# MFing Putting



## JBHOLMES (Jul 27, 2006)

What are some good putting drills to do to improve your putting stroke? 



What is the best putter on the market?



What are some good videos or articles I can read/watch to get tips to help improve my putting.



Feel free to add anything else.


----------



## golfermatt91 (Jul 14, 2006)

i really like the srt 2 ball putter by odyssey

a putting drill make a 6 foot line starting with balls about 5 in. apart and do it around the hole so it would be like 40 balls but just do 10 rotate the line etc.


----------



## fitz-uk (Apr 28, 2006)

You will see a lot of pros working through a routine before they head off.

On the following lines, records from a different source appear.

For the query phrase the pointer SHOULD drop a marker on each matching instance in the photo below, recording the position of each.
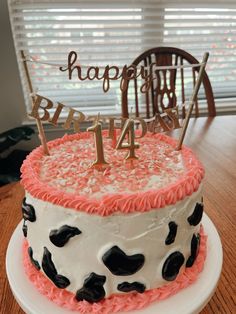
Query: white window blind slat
(116, 32)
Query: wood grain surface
(214, 142)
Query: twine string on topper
(161, 122)
(42, 136)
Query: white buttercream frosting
(136, 233)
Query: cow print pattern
(195, 242)
(59, 237)
(196, 216)
(50, 270)
(172, 233)
(121, 264)
(172, 266)
(33, 261)
(28, 211)
(133, 286)
(92, 290)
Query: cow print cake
(111, 234)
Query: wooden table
(214, 141)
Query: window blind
(115, 33)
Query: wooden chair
(163, 90)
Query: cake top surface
(67, 178)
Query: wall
(11, 101)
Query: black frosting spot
(196, 216)
(50, 270)
(33, 261)
(61, 236)
(92, 290)
(172, 233)
(28, 211)
(194, 250)
(172, 266)
(133, 286)
(24, 229)
(121, 264)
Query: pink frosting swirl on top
(134, 193)
(116, 302)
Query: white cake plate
(190, 300)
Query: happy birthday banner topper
(166, 121)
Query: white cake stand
(188, 301)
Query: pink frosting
(116, 302)
(184, 184)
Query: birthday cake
(116, 238)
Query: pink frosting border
(110, 204)
(117, 302)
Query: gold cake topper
(161, 122)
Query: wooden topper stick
(192, 100)
(42, 136)
(97, 130)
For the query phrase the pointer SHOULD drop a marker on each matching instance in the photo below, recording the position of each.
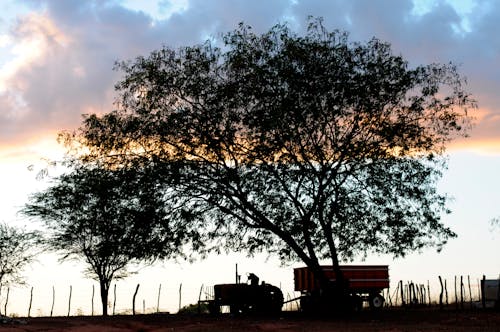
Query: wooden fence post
(158, 301)
(53, 300)
(93, 293)
(429, 292)
(441, 294)
(133, 299)
(461, 292)
(6, 301)
(483, 284)
(114, 300)
(69, 300)
(402, 293)
(31, 302)
(180, 296)
(470, 291)
(446, 291)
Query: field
(386, 320)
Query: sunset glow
(56, 63)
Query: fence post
(53, 300)
(470, 291)
(133, 299)
(114, 299)
(429, 292)
(462, 288)
(180, 296)
(6, 302)
(31, 302)
(158, 301)
(446, 291)
(199, 299)
(69, 300)
(483, 299)
(441, 294)
(402, 293)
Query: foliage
(108, 217)
(18, 249)
(311, 147)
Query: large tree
(110, 218)
(309, 146)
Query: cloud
(64, 51)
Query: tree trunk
(104, 296)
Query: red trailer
(365, 283)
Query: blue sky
(56, 60)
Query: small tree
(312, 147)
(18, 249)
(109, 218)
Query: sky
(56, 63)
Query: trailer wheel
(356, 303)
(376, 301)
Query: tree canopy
(18, 249)
(308, 146)
(110, 218)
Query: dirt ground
(387, 320)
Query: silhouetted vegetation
(310, 147)
(18, 249)
(110, 218)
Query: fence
(460, 292)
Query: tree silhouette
(18, 249)
(310, 147)
(110, 219)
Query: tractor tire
(376, 301)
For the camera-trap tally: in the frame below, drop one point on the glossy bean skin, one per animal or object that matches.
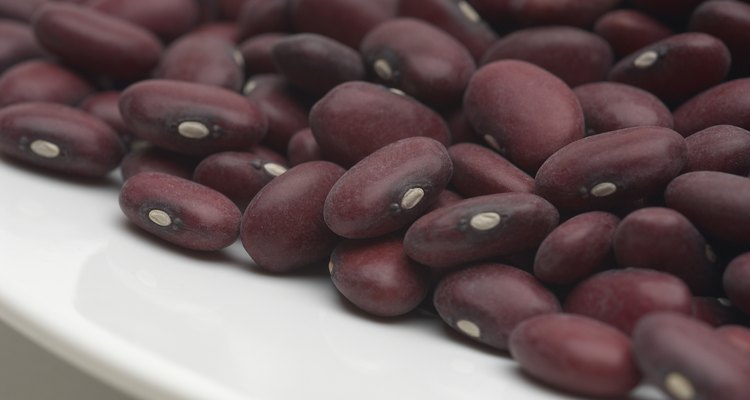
(525, 126)
(388, 189)
(622, 297)
(376, 276)
(576, 354)
(356, 118)
(576, 249)
(612, 169)
(479, 228)
(716, 202)
(180, 211)
(675, 68)
(283, 228)
(420, 59)
(479, 171)
(487, 301)
(688, 359)
(96, 42)
(191, 118)
(59, 138)
(315, 63)
(609, 106)
(722, 148)
(38, 80)
(572, 54)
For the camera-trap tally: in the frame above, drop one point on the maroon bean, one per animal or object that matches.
(191, 118)
(487, 301)
(526, 124)
(576, 354)
(38, 80)
(96, 42)
(609, 106)
(716, 202)
(688, 360)
(576, 249)
(357, 118)
(420, 59)
(622, 297)
(479, 228)
(612, 169)
(59, 138)
(377, 277)
(677, 67)
(572, 54)
(478, 171)
(180, 211)
(283, 229)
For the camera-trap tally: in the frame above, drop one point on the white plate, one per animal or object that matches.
(162, 323)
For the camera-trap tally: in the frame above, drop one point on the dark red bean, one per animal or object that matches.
(526, 124)
(716, 202)
(622, 297)
(377, 277)
(612, 169)
(38, 80)
(479, 228)
(688, 360)
(180, 211)
(675, 68)
(609, 106)
(576, 249)
(572, 54)
(420, 59)
(315, 63)
(576, 354)
(487, 301)
(59, 138)
(478, 171)
(191, 118)
(357, 118)
(96, 42)
(282, 228)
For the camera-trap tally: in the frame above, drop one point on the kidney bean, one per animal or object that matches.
(356, 118)
(487, 301)
(526, 124)
(479, 228)
(677, 67)
(96, 42)
(180, 211)
(622, 297)
(630, 30)
(716, 202)
(478, 171)
(609, 106)
(419, 59)
(576, 354)
(315, 63)
(737, 282)
(688, 360)
(724, 104)
(612, 169)
(38, 80)
(377, 277)
(721, 148)
(283, 228)
(576, 249)
(237, 175)
(60, 138)
(191, 118)
(572, 54)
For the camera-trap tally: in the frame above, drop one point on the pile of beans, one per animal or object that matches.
(563, 180)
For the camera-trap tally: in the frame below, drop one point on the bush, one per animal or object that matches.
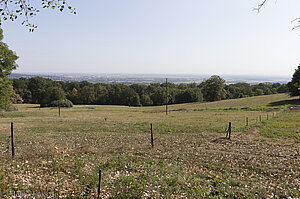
(61, 103)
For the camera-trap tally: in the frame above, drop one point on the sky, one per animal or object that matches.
(161, 37)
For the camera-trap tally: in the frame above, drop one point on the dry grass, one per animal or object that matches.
(191, 159)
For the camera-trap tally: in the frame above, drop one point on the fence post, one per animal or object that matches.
(229, 130)
(59, 110)
(152, 136)
(99, 183)
(260, 118)
(12, 139)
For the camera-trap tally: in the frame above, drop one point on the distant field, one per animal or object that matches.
(190, 158)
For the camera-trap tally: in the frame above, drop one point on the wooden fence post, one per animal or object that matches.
(12, 139)
(229, 131)
(152, 144)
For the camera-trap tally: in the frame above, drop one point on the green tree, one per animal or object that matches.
(7, 64)
(213, 89)
(294, 85)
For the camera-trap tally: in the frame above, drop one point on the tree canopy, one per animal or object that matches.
(25, 9)
(7, 64)
(294, 85)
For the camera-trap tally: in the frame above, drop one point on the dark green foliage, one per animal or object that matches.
(7, 64)
(44, 91)
(294, 85)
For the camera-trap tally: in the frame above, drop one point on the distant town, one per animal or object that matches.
(149, 78)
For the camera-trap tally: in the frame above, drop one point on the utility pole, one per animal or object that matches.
(167, 96)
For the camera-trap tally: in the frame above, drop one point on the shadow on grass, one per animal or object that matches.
(285, 102)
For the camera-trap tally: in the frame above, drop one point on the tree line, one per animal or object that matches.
(46, 92)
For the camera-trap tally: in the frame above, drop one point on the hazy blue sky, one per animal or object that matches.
(161, 36)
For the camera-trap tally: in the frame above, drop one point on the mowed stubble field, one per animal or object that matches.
(59, 157)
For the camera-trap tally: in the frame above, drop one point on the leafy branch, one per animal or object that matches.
(14, 9)
(296, 21)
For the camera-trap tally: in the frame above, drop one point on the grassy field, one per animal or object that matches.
(61, 156)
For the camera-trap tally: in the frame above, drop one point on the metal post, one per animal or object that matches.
(229, 130)
(12, 139)
(167, 96)
(152, 144)
(99, 183)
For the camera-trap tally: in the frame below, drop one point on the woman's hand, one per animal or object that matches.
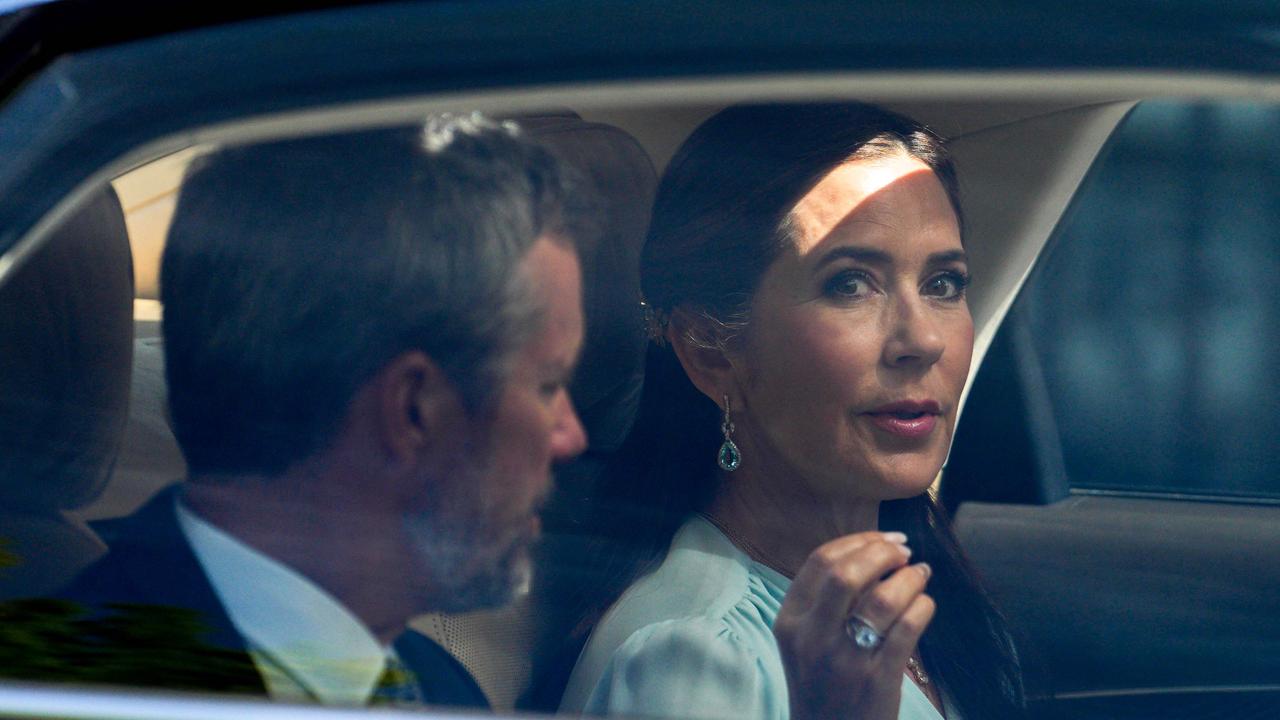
(828, 675)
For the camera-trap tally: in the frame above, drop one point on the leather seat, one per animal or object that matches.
(65, 354)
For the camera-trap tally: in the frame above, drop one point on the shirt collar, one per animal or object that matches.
(298, 625)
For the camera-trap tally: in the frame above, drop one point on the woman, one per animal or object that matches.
(805, 267)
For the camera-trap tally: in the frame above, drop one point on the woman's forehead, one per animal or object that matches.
(854, 197)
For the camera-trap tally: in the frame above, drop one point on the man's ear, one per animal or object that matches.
(702, 352)
(416, 405)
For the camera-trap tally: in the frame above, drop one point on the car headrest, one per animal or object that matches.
(65, 354)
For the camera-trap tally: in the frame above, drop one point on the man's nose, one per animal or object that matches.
(568, 438)
(914, 337)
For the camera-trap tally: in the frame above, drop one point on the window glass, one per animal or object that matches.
(1157, 314)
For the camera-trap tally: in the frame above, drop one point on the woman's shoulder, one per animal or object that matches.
(703, 580)
(698, 625)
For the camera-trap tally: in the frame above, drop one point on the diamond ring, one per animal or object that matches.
(863, 634)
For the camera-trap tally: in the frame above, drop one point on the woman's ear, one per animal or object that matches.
(416, 405)
(700, 350)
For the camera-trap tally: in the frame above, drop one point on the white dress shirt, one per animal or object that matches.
(305, 643)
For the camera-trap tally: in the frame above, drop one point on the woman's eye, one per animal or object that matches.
(848, 285)
(946, 286)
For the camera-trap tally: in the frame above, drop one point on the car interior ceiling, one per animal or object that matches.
(1019, 165)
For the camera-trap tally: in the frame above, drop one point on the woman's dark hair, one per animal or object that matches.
(720, 220)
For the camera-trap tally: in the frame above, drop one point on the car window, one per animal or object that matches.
(1156, 315)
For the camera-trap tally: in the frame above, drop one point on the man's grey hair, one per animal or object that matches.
(295, 270)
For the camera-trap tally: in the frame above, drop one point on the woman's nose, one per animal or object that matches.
(914, 337)
(568, 437)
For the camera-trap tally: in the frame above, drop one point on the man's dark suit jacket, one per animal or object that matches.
(155, 620)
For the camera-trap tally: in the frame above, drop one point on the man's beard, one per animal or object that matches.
(466, 574)
(470, 565)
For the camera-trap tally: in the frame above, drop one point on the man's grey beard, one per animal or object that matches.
(465, 573)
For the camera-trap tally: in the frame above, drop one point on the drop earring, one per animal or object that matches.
(728, 458)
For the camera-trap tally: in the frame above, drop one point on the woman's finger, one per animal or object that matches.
(883, 602)
(809, 577)
(901, 638)
(835, 580)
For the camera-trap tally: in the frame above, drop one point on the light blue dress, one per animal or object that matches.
(694, 639)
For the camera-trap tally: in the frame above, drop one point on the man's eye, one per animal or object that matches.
(848, 285)
(946, 286)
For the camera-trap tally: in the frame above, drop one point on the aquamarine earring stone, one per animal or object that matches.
(728, 456)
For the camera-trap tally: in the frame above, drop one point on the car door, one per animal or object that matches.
(1114, 470)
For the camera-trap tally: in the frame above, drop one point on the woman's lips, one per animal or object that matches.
(917, 427)
(906, 419)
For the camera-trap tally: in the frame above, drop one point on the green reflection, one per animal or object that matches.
(124, 645)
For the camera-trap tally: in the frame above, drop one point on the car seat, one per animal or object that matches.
(65, 350)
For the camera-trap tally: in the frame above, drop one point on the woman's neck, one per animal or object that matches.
(781, 523)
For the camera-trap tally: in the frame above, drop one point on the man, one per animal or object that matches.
(368, 340)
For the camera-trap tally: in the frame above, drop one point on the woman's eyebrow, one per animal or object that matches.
(854, 253)
(949, 256)
(873, 256)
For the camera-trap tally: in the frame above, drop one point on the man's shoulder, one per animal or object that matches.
(444, 680)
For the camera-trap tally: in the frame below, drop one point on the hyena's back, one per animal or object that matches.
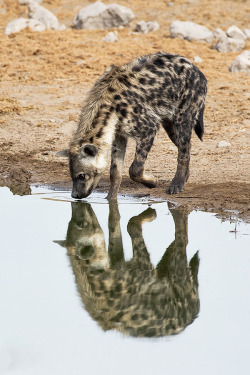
(134, 100)
(168, 86)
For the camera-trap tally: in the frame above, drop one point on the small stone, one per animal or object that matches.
(197, 59)
(219, 34)
(21, 23)
(101, 16)
(236, 33)
(247, 33)
(145, 27)
(223, 144)
(110, 37)
(27, 2)
(190, 31)
(241, 63)
(43, 15)
(226, 44)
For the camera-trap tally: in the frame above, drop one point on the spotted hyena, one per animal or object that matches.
(132, 296)
(134, 100)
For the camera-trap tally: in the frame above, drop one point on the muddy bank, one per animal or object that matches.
(45, 76)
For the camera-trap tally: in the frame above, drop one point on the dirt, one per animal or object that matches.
(44, 77)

I like to hit 3 / 4 foot putts from around the hole, work on 7 or 8 balls, and if you miss one start again. Once you are solid from this range you will find it boosts your confidence and you make more of these knee tremblers


----------



## golfermatt91 (Jul 14, 2006)

ya also for the longer putts imagine theirs a 6 ft ring around the hole and concentrae on getting in their.


----------



## alex (Sep 3, 2006)

If its a longer putt where you realistically aren't going to hole out just try and get it within a dustbin lid of the hole.
For shorter putts: Use a smaller back swing but hit through the ball more with a long follow through. This means the club head will be accelerating through the ball rather than, if like me, you slow the club head down in fear of over hitting th e putt.


----------